As the above chart of period against amplitude shows, the scale is not linear with time. If we plotted frequency, then there would be one frequency around the century, one around the half century, then another 8 frequencies up to the decade and around 90 frequencies between the decade and the year.
This is concerning, because being a 1/f type frequency plot, most of the “average” is occurring at the higher frequencies where we have least information.
My hunch is that we should be weighting toward the lower frequencies, but also, that the most discriminating frequencies for this test will be those around 20-30 year point. In other words, this test is really “can the phase of the 20-30 year components be explained by natural variation or do they coincide with the mann-made variation so that this must be at least part of the cause for them being there”.

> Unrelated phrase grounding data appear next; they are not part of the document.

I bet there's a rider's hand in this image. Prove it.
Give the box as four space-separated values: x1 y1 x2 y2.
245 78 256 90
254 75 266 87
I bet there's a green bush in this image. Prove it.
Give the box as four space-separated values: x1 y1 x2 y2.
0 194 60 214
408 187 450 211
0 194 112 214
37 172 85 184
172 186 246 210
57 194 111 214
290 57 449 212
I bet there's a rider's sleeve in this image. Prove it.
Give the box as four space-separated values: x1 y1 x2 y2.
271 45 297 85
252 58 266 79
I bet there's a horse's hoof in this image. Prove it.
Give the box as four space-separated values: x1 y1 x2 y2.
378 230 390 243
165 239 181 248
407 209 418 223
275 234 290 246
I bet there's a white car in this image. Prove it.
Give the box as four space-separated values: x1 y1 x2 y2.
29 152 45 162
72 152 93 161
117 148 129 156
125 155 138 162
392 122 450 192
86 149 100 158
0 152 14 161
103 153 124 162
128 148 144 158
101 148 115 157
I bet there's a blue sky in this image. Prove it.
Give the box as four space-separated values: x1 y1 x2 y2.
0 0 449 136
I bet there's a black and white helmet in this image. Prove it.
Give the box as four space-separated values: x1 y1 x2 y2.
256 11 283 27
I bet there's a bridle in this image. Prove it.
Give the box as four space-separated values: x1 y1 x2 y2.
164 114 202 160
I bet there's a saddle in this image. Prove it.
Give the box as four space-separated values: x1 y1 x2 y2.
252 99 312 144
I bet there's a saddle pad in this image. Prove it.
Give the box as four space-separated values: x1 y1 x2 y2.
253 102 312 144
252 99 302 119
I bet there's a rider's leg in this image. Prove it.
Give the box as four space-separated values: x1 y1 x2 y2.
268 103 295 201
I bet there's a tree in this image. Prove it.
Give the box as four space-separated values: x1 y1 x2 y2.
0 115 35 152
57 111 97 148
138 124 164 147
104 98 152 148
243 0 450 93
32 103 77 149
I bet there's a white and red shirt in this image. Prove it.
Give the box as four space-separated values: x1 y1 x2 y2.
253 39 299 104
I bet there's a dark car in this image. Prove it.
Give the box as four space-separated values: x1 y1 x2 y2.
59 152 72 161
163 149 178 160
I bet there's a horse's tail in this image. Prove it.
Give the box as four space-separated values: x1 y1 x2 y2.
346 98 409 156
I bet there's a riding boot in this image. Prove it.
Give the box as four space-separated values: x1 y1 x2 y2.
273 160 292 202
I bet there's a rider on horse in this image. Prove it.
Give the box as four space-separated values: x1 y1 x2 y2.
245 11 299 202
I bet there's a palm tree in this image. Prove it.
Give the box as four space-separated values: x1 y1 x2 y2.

I think I’m going to compromise – use everything from century to decade where I expect most information and discrimination, but have equal weighting.
CET
And finally, I think we can use this test on CET. CET is supposedly a mirror of global changes with added noise. The added noise is random, so the correlation with CO2 should come out as zero. So, if there is correlation, it should be solely mann-made (or statistical aberration).
CO2
Finally what CO2 to use? We’ve got good data from 1958. What I suggest doing is modelling this with an exponential curve which starts at a nominal value of CO2. Then I use the exponential for all time other than …
… but hang on, why not just use the period I have data and the frequencies it produces? If I use 1958-2014, I’ve got 56 years of CO2. If I use 2014 as the “base year”, I should be able to compare signal with signal at frequencies from 1/56 yrs-1 to 1/2 yrs-1 (or as I suggest 1/10 yrs-1)
Delayed response
Of course, there’s always a fly in the ointment. In this case, it’s delayed response. If the climate does not respond immediately to CO2, then there will be a phase change increasing with higher frequencies (proportional to the time delay).
So, maybe the test should be some form of linear regression (example right). I plot the correlation of phases against frequency, then do a linear regression and get the R thingy – and the R thingy will somehow translate into a meaningful statistic of how likely/unlikely it is that mann-made warming caused the temperature signal.
However, obviously phases can be uncorrelated by more than 360 degrees. So, as I’ve no idea how to do a linear regression on such a monster, the highest frequency considered must be such that 1/f > any delay – which might mean its a totally crap test because delays exist much greater than a century???????
But what matters is if the delay causes too much phase change – not whether there is any delay. It still seems worth trying – not that anyone will understand what the test means (and that might include me).
Need to mull over this
Still not convinced I’ve got the weighting right – so I will mull over this.